米軍基地――追い詰められているのは日米両政府、連帯したたたかいの発展を

 つぎに米軍基地問題についてのべます。日米両政府による「米軍再編」の「最終報告」から二年が経過しました。自公政権は、「再編交付金」という「札束の力」で、基地を抱える自治体と住民を分断、懐柔、屈伏させて、基地強化をおしつけようとしています。しかし、曲折はありますが、こうした圧力に屈せず、全国各地で、基地強化反対の粘り強いたたかいがすすんでいます。

 このなかで、「米軍再編」協議の米側代表を務めたローレス前米国防副次官が、「福田政権になってから同盟変革(再編)の実施が漂流している。普天間飛行場の移設がその例だ。……この合意はすべてが連動する複雑な機械のようなもので、一つのパーツが凍結すれば、全体が凍結してしまう」とのべるなど、思い通りにならないいら立ちと危機感が、「米軍再編」推進勢力からも伝わってきます。「米軍再編」が漂流しているのだったら、そのままアメリカに帰ってもらいたいものであります。

 こうして大局で見れば、追い詰められているのは、日米両政府です。沖縄県内の基地たらい回しを決めたSACO合意から十二年たちますが、あの名護の海に予定されている新基地建設のための杭(くい)一本も打たせて来なかった沖縄県民のたたかいは素晴らしいものです。曲折をへながら頑強に基地強化反対闘争を発展させている山口県岩国、神奈川県横須賀、座間のたたかいなど、全国のたたかいが連帯して、基地のない日本をめざすたたかいを大きく発展させるときだということを訴えるものであります。

憲法・教育問題――国民世論の画期的変化を確信に、憲法擁護の多数派結集へ

 つぎに憲法・教育問題についてのべます。

 この間の画期的な変化は、憲法擁護の声が、国民多数派になりつつあることであります。四月に発表された読売新聞の憲法に関する連続世論調査の結果は、改憲反対が43・1%、改憲賛成は42・5%と、反対が賛成を実に十五年ぶりに上回りました。九条については、改憲反対が60%と、賛成の31%の実に二倍に達しました。

 憲法をめぐる世論動向のこうした前向きの変化は二〇〇四年から始まっていますが、二つの要因が根本にあります。

 一つは、二〇〇四年に「九条の会」が結成され、七千をこえる草の根の会をもつ一大潮流に成長したことが、世論に大きな変化をおよぼしていることであります。

 いま一つは、二〇〇三年に開始されたイラク戦争が破たんをとげるもとで、国際紛争の平和解決の理念を極限にまでおしすすめた日本国憲法第九条の値打ちが内外で再認識されていることであります。

 自公民が憲法審査会を始動させる動きを合作で強めるなど、逆流はいささかも軽視できませんが、国民がつくりだした画期的変化に確信をもって、憲法擁護のゆるがない多数派を結集するために、さらにたたかいを前進させることをよびかけるものです。

 改悪教育基本法にもとづく、関連法の改悪、全国いっせい学力テスト、新学習指導要領、「教育振興基本計画」のおしつけは、教育現場での矛盾と困難を深めています。教育基本法改悪反対で発揮された国民的運動の広がり、そのエネルギーは、たいへんに素晴らしいものがありました。このエネルギーに確信をもって、憲法と教育の条理にたった民主的教育をめざすとりくみを、さらに発展させることが重要だということも強調したいと思います。

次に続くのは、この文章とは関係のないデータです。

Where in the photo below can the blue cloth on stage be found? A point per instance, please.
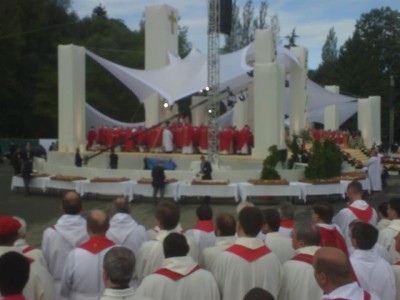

核兵器廃絶――世界の本流に逆らう日本政府、核固執勢力を包囲するたたかいを

 つぎに核兵器廃絶の問題についてのべます。わが党が原水爆禁止運動とともに一貫して掲げてきた核兵器廃絶の声は、国際的な反核平和運動、非同盟諸国、新アジェンダ連合諸国とも連帯して、世界の大きな本流となっています。このなかで、かつてアメリカの核戦略を推進した多数の元米高官や、NATO加盟国政府首脳のなかからも、「核兵器のない世界」のために行動をおこそうという声がくり返しあがっていることは注目されます。

 こうした平和の激流がおこるもとで、被爆国の政府でありながら、「核抑止力」論にしがみつき、米国の「核の傘」依存を正当化し、核兵器廃絶を正面から掲げようとしない日本政府の逆行ぶりはきわだっています。原爆症認定問題で、国が敗訴をつづけながら、あくまでも被爆者と争うという情けない態度をとりつづけている背景にも、核兵器固執の姿勢があります。核兵器廃絶のたたかいをさらに前進させ、核固執勢力を日本でも世界でも包囲・孤立させるために、ひきつづき力をつくそうではありませんか。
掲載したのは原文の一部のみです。